Durante a fase inicial da doença, a nível físico, fui afectada muito rapidamente em todas as articulações, essencialmente as mãos, que foram ficando deformadas, mas também a coluna cervical, tendo perdido grande mobilidade e sentindo um cansaço enorme no andar.  

A nível psicológico, como criança de 6/7 anos, "sofri" bastante, porque tive de deixar de fazer ginástica (que eu adorava) e certas brincadeiras (mas como tinha amigas fantásticas "adaptámos" as brincadeiras às minhas possibilidades físicas).

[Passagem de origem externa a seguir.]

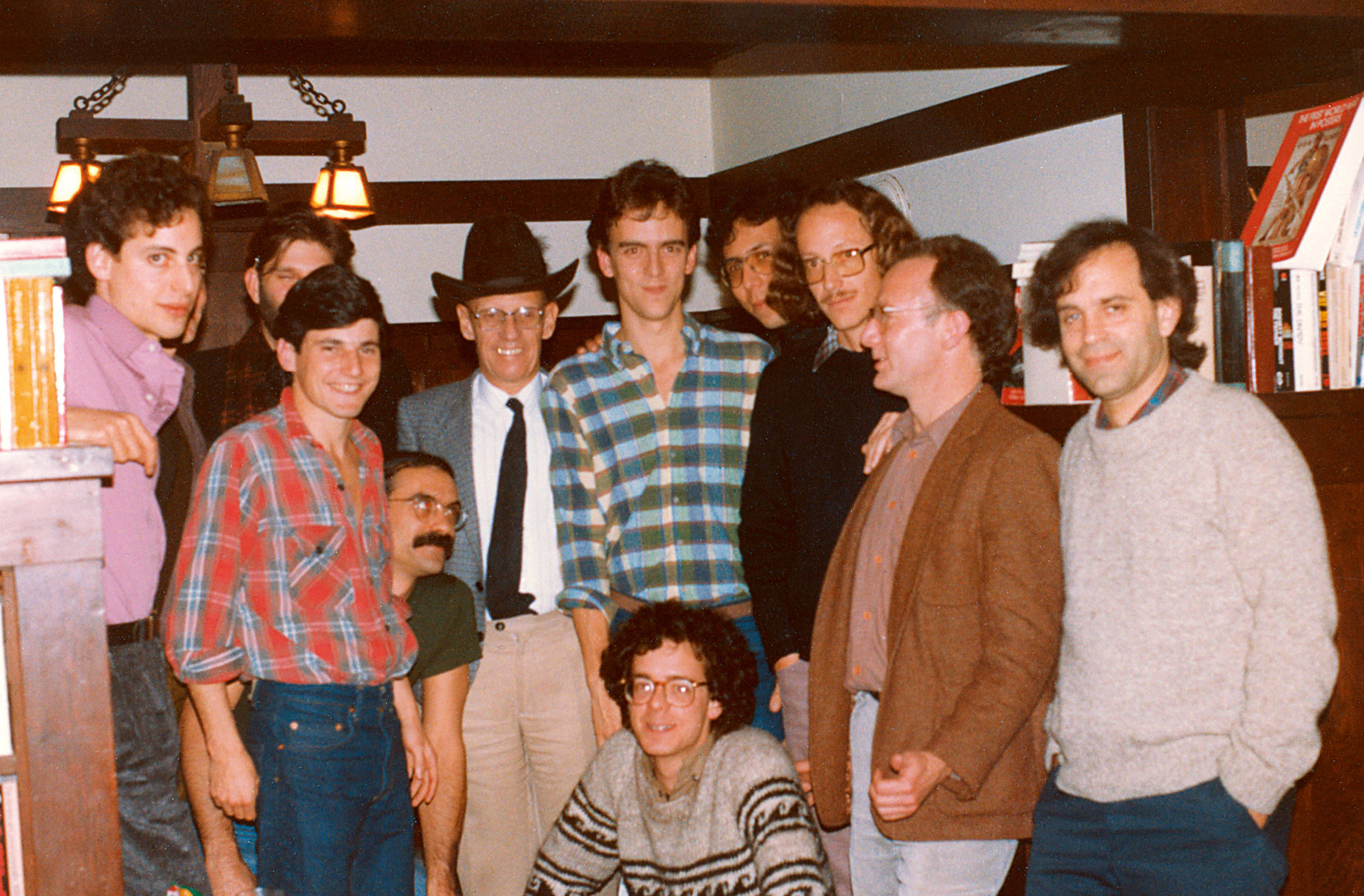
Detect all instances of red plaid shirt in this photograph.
[165,389,416,685]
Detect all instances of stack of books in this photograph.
[0,236,71,447]
[1241,94,1364,391]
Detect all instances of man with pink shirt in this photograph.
[63,154,207,896]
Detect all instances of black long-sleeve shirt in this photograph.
[739,344,904,663]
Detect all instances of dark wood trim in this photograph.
[711,53,1350,195]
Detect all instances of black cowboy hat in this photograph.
[431,214,578,318]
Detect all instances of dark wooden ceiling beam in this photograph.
[711,44,1352,195]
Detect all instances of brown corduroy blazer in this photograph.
[810,389,1063,840]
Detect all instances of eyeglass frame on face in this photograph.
[720,245,776,289]
[623,675,711,709]
[469,305,544,333]
[872,301,951,326]
[389,491,469,532]
[801,243,876,286]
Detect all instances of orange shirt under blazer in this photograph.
[810,389,1064,840]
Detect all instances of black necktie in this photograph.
[486,398,533,619]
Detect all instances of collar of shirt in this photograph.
[810,323,843,372]
[892,383,985,450]
[473,370,548,415]
[1094,364,1189,430]
[280,386,383,487]
[602,314,701,370]
[644,720,715,803]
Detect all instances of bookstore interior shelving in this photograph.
[0,0,1364,896]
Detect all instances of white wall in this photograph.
[0,75,719,322]
[865,116,1127,263]
[711,67,1050,170]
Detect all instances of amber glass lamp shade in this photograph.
[48,158,101,214]
[311,161,374,221]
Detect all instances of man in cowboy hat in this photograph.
[398,214,596,896]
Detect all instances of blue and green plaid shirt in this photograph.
[540,316,772,610]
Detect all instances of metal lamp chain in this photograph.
[289,68,345,119]
[71,67,128,115]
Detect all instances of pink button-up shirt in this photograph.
[65,296,184,625]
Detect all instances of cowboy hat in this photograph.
[431,214,578,318]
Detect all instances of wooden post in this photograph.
[1123,105,1252,243]
[0,447,123,896]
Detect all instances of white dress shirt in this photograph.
[472,371,563,612]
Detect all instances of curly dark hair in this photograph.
[889,235,1019,380]
[602,600,758,738]
[792,180,919,281]
[705,177,824,326]
[274,265,387,350]
[1023,218,1207,368]
[246,202,355,274]
[61,150,209,303]
[588,158,701,251]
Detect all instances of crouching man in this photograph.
[527,601,833,896]
[166,266,436,896]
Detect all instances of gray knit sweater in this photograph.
[527,728,833,896]
[1046,374,1337,813]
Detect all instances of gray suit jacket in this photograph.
[398,376,487,633]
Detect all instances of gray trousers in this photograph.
[109,640,209,896]
[776,659,853,896]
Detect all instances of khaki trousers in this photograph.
[460,612,596,896]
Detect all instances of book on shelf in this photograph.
[1241,94,1364,271]
[0,237,71,449]
[1245,245,1279,393]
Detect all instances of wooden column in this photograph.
[0,447,123,896]
[1123,106,1252,243]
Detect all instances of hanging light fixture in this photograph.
[48,139,102,214]
[289,68,374,221]
[209,89,270,211]
[310,140,374,221]
[48,68,128,215]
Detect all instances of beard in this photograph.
[412,532,454,559]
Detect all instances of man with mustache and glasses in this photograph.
[383,451,479,896]
[398,214,596,896]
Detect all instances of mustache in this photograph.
[412,532,454,559]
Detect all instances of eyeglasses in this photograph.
[801,243,876,284]
[625,676,709,708]
[389,492,469,532]
[872,304,947,325]
[722,248,772,289]
[469,305,544,330]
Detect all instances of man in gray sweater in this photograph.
[1027,221,1337,896]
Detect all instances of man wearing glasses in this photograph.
[383,451,479,896]
[705,179,825,355]
[810,236,1063,896]
[398,214,596,896]
[525,600,832,896]
[726,181,914,896]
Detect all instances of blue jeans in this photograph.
[611,610,786,741]
[109,640,209,896]
[250,681,412,896]
[1027,772,1293,896]
[848,691,1018,896]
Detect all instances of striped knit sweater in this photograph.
[527,728,833,896]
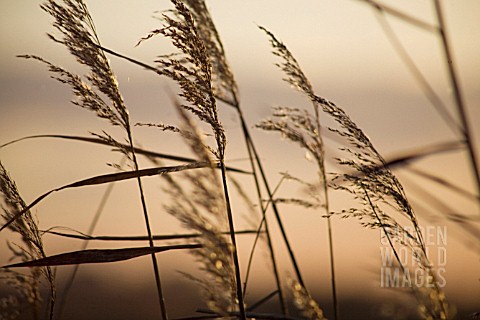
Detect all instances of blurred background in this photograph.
[0,0,480,319]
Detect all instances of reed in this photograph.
[0,0,479,320]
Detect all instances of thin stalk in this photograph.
[312,100,339,320]
[243,174,288,315]
[239,115,305,287]
[58,162,118,319]
[234,103,288,315]
[433,0,480,210]
[126,125,168,320]
[220,158,247,320]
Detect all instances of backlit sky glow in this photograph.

Aos 12 anos tive uma outra crise, a mais forte. Deixei por completo de andar, porque me afectou os pés e os joelhos. Como não conseguia andar era o meu pai que andava comigo às "cavalitas", fui a Londres, o que não valeu muito a pena (já temos bons especialistas cá) fizemos de tudo para eu voltar a andar! Nesta fase fui-me bastante "abaixo" porque tive que deixar a escola e as amigas. Perdi o 7º ano, por ter faltado o 2º e 3º períodos. Ao fim de quase um ano, com a grande ajuda dos meus pais, médico, fisioterapeutas e da minha grande força de vontade, voltei a andar, correr, saltar!...

Em Março de 98 fiz uma operação plástica á mão, para "esticar" os dedos (sinovectomias, prótese e artodese) e imobilizar o punho (artrodese).

Agora aos 21 anos, deparo-me com outros problemas. Sou "praticamente" uma jovem independente, estou a fazer Matemática do 12º ano, trabalho com os meus pais (no computador, faço cartas, propostas e desenhos em AutoCad). Tenho o meu carro, os meus amores e desamores, saio com amigos etc... Apesar disto tudo tenho algumas dificuldades provocadas pela doença, tais como calçar meias, atar sapatos, abrir certas portas ou torneiras, ou apanhar objectos do chão.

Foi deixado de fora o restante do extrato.